Luz Rey Lago trabaja como enfermera en el Complejo Hospitalario Universitario A Coruña, pero su mes de vacaciones lo va a dedicar a viajar a Nicaragua con otros seis voluntarios de la ONG Solidariedade Galega, para ofrecer asistencia sanitaria a las personas que más lo necesitan.

-¿En qué zonas del país van a ofrecer ayuda?

-Vamos a ir por las zonas rurales del norte de Nicaragua, al llamado Departamento Nueva Segovia, desde el 29 de agosto hasta el 26 de septiembre.

-¿Cuáles son las principales actividades que van a desempeñar allí?

-Las actividades serán todas sanitarias, principalmente asistencia en los campos de la ginecología, oftalmología y odontología. Va destinada a la población desfavorecida, sobre todo a mujeres y niños.

-¿Por qué a este sector en concreto?

-Sobre todo porque en Nicaragua hay unas tasas de natalidad y de mortalidad materna muy altas. Además, son muy frecuentes los embarazos en mujeres menores de 20 años y también hay numerosas uniones entre gente muy joven. En cuanto a los niños, sobre todo prevenimos y curamos las caries, y les proporcionamos gafas de manera gratuita, y cirugía si la necesitan.

-¿Cómo consiguen el material necesario para prestar ayuda a estas personas?

-Parte de este material lo pone la propia Solidariedade Galega, que lo compra con los fondos de la ONG y con subvenciones públicas. También aporta recursos humanos y técnicos pero el resto del material, como las gafas y los medicamentos, lo donan diferentes ópticas y farmacias, y algunos hospitales también ceden material temporalmente.

-¿Tienen ya algún proyecto previsto para el año 2010?

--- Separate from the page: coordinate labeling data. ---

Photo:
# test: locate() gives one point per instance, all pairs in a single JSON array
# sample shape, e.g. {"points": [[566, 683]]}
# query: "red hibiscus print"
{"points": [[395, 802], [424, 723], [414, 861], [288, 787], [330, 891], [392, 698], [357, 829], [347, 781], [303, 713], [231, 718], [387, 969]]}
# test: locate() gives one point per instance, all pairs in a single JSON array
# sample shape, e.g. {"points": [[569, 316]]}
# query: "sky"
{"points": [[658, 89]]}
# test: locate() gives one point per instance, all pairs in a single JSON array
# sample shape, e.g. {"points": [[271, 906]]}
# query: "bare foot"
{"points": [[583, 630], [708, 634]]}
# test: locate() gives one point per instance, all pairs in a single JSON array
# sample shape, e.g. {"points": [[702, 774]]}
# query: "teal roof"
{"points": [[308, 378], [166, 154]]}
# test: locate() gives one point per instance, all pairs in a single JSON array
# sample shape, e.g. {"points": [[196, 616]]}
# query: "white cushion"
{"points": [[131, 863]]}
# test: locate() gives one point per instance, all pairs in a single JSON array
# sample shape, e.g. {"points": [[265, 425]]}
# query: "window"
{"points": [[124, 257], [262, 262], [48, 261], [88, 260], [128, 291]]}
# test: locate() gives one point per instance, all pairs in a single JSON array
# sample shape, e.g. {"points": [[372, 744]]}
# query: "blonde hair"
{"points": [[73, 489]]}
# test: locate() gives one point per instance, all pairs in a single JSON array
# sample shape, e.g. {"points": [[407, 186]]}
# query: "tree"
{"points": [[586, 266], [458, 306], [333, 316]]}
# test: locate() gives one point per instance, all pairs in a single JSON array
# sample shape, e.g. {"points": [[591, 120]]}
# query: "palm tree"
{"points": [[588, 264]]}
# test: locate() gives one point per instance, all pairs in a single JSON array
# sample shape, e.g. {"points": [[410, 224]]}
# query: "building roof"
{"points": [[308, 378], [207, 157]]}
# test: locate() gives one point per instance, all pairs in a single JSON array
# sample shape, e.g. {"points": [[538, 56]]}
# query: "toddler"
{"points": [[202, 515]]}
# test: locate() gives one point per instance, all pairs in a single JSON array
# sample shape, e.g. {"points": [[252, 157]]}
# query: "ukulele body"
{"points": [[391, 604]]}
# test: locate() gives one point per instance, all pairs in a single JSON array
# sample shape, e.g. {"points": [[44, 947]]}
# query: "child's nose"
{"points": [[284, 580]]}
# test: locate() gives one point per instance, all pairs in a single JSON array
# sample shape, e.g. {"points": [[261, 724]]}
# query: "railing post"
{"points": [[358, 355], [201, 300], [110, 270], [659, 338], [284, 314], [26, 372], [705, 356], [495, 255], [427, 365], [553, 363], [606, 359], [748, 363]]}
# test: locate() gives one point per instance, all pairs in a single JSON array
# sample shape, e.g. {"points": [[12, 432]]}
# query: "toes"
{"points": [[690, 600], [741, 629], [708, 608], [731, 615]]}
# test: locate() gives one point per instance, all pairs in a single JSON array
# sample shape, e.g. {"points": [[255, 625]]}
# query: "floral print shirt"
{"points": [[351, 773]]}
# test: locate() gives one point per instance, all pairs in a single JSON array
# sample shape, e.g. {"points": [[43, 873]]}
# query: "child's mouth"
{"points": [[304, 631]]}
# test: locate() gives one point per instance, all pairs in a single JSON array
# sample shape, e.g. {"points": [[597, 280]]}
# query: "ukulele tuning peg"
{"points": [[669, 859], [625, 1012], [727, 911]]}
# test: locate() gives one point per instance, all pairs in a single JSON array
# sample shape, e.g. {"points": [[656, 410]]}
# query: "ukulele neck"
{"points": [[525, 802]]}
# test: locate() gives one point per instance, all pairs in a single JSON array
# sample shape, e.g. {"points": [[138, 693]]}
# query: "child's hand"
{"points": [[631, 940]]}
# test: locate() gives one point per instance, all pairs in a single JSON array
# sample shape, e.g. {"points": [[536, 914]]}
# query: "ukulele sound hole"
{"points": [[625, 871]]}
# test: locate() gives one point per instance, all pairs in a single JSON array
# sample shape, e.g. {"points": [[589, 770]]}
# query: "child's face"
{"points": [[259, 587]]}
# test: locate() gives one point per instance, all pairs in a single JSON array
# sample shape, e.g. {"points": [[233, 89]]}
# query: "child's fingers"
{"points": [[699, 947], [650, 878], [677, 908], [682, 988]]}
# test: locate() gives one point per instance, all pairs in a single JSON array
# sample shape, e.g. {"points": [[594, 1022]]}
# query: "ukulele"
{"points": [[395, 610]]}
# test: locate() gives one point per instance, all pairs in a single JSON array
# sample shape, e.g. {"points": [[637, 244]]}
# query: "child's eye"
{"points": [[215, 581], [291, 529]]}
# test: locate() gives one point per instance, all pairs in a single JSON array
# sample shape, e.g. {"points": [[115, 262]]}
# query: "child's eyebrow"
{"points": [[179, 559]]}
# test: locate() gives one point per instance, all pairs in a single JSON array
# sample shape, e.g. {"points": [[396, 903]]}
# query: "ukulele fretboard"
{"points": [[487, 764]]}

-Iremos de nuevo a Nicaragua para completar los municipios que nos faltan en Nueva Segovia, y atenderemos en las mismas especialidades porque son las más útiles para la población.

-¿Es la primera vez que asiste como voluntaria a este país?

-Es la tercera vez que voy. Es una experiencia muy satisfactoria.

-¿Qué fue lo que más le sorprendió de lo que vio allí?

-Resulta un poco extraño trabajar en hospitales en los que no hay agua ni luz. Alguna vez tuvimos que operar con generadores porque la luz era intermitente. Además, casi no hay medicamentos o son demasiado caros. Admiro a los profesionales que trabajan en estos países porque realizan un trabajo muy bueno en relación con las condiciones que tienen.

-Cuando vuelve a España, ¿regresa con la sensación de haber mejorado las cosas?

-Hay que ser realista. En los campos en los que ofrecemos asistencia sí que notas las mejoras, pero no en todos es así.